Advancing AI in Healthcare: ITI’s Journey to Revolutionize Breast Cancer Detection

The Healthcare Data Innovation Council selected this story from ITI for its efforts to develop advanced tools for early detection and prognosis of breast cancer, showcasing how to enhance medical outcomes. This talks about the technical achievements, practical challenges, and regulatory hurdles faced in bringing such innovations to market, offering valuable insights into the future of AI in healthcare.

The Instituto Tecnologico de Informatica (ITI), based in Valencia, Spain has been working for several years on Big Data and Artificial Intelligence to improve the prevention, diagnosis, and treatment of chronic diseases by developing advanced tools and predictive models.

One of their key projects focuses on automating the analysis of medical images to aid in breast cancer screening, which is the most common among women in Spain. Although the mortality rate is decreasing thanks to medical advances, the incidence continues to rise. Early detection systems for breast cancer require many hours of radiologists evaluating digital mammograms for signs of the disease. Automatic detection would substantially reduce specialists’ dedication to this task, contributing to faster attention in radiology services. This work has significant potential in international markets, particularly for dense breast tissue common among certain populations. It is currently at the clinical validation stage in Spain and it aims to produce a certified medical device that could embed the created automation.

We explored some of the hurdles encountered by ITI and typical in this field, from the technical to the commercial point of view.

The first common issue is related to data provision, since in Spain, like other countries in Europe, the mammograms belong to the public health and not to the hospitals. Other datasets could be used but often only for research purposes or, if for commercial purposes, under a payment in percentage of the outcomes and earnings. For ITI, these data availability issues ended up doubling the time for the development of their tool, thus slowing the adoption of a potentially life-saving solution.

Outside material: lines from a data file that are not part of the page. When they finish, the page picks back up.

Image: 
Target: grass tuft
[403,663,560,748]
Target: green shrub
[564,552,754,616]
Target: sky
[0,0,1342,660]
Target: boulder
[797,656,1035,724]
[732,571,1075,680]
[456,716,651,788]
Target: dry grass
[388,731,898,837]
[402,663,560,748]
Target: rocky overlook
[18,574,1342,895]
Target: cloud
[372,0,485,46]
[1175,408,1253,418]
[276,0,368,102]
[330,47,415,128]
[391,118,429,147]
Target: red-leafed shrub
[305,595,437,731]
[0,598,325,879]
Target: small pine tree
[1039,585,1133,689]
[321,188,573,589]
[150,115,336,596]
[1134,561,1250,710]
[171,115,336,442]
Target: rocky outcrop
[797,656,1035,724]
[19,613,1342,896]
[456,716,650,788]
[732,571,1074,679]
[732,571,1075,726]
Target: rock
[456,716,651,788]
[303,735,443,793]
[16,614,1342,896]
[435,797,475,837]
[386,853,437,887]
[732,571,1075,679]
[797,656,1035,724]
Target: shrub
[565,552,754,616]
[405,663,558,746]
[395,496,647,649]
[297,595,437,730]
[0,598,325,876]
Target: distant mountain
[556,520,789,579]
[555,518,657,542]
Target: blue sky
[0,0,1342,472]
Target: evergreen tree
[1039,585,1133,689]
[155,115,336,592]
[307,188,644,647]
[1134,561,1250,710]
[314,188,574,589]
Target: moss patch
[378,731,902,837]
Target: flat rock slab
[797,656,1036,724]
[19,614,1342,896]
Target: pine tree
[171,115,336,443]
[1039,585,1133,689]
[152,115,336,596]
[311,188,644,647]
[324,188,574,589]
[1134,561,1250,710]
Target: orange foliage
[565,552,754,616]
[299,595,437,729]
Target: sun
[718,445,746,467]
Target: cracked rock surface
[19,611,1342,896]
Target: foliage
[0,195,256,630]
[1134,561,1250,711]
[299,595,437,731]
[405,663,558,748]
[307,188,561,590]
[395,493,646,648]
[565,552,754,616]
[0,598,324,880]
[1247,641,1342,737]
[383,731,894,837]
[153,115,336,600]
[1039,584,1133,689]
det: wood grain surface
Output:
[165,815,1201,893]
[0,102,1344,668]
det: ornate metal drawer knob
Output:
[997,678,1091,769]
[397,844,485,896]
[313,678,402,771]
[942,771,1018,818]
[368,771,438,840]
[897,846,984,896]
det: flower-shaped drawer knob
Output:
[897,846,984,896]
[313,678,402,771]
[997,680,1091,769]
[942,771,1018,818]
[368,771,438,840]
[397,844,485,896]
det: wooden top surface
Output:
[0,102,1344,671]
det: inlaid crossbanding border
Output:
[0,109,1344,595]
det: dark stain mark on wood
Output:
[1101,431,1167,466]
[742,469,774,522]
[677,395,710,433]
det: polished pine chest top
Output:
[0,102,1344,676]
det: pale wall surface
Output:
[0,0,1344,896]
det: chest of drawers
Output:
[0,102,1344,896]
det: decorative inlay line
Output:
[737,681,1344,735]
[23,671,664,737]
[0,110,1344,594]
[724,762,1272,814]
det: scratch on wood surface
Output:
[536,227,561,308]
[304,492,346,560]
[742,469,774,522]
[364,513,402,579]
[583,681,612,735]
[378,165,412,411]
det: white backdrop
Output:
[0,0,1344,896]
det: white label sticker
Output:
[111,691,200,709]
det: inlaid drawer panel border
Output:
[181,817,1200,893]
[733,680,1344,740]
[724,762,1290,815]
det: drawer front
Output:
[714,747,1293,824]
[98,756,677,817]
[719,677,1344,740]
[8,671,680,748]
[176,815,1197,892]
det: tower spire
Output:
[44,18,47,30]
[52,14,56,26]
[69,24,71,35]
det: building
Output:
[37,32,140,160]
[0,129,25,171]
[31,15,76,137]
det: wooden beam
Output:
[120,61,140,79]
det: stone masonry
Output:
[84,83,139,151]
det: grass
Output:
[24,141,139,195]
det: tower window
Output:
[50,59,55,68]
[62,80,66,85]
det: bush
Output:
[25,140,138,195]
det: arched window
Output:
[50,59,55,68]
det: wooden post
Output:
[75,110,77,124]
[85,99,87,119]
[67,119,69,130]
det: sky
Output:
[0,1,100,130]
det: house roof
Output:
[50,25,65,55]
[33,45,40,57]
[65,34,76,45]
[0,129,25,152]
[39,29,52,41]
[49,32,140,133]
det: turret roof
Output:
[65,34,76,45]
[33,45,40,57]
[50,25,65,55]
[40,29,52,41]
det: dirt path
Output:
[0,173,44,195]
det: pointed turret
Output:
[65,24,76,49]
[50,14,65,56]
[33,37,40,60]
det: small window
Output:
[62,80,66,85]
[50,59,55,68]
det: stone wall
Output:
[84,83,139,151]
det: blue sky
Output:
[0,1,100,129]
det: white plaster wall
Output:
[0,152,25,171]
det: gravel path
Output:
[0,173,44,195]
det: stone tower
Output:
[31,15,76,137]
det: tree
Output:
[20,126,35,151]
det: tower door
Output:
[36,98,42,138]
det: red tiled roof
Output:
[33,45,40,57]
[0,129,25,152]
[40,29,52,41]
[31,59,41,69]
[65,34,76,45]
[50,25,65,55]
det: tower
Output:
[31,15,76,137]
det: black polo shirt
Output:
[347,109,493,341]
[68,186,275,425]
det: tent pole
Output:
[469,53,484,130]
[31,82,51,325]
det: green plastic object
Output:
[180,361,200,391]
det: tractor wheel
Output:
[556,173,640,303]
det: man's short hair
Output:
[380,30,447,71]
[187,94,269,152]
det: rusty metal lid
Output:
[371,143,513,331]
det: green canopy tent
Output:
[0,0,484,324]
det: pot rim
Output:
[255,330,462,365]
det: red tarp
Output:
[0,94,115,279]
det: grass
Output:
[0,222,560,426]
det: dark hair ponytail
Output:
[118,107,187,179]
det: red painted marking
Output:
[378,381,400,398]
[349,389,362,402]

A second issue related to the datasets was that they contained biases. In the case of mammograms, these biases arise from the use of different X-ray machines across various institutes, leading to variations in data formats and resolutions. Harmonizing this data through machine learning techniques was essential.
Ensuring high data quality is crucial when developing AI solutions.

When addressing issues related to commercialization, a common problem is that not all diagnostic and prognostic tools with life-saving potential are commercially viable. To sustain their development, companies like ITI must focus on diseases with a higher potential for financial return. Alternatively, they need to find commercial partners who can sponsor the development of these tools. This often means prioritizing conditions that are more prevalent or have a higher demand for advanced diagnostics, ensuring that the resources invested can be recouped

Thirdly, bringing a medical device to market depends significantly on its classification and the associated regulatory requirements and it could take from 2-3 extra years of work for class I devices to four times more for IIb or III classes. Moreover, it requires experts in cybersecurity and usability. In fact, the AI Act delegates the responsibility for regulating AI within the medical device industry. This means that medical devices incorporating AI will need to be audited by experts from notified bodies who can assess the risk management of these systems. Additionally, unlike traditional medical devices, AI systems require continuous monitoring and management due to their evolving nature. This includes ongoing risk management, tracking data biases, and addressing model drift. Ethical considerations and AI ethics management must be maintained throughout the lifecycle of the device, from development to decommissioning. So, transitioning from a research model to a regulatory-compliant product takes a long time and increases the cost of development.

ITI did excellent work dealing with all these challenges and taking the big step of transitioning from research to market.

A take-home message we learn from them is to keep in mind the difference between research and product development: when doing research, there is no need to get tangled up in regulations. The advice is to speed up the research as fast as possible with the data available for research. Even though the data may not be used in the market, it will provide a screenshot of what is achievable. Only then can the product development journey start, and there will be different challenges because the model will not perform as well on different data, so it might have to be adapted.

It is exciting to see initiatives like ITI’s progressing in the stages of AI medical devices. In the course of the next decade, we expect to see many hospital departments employing AI diagnostics tools to support medical decisions.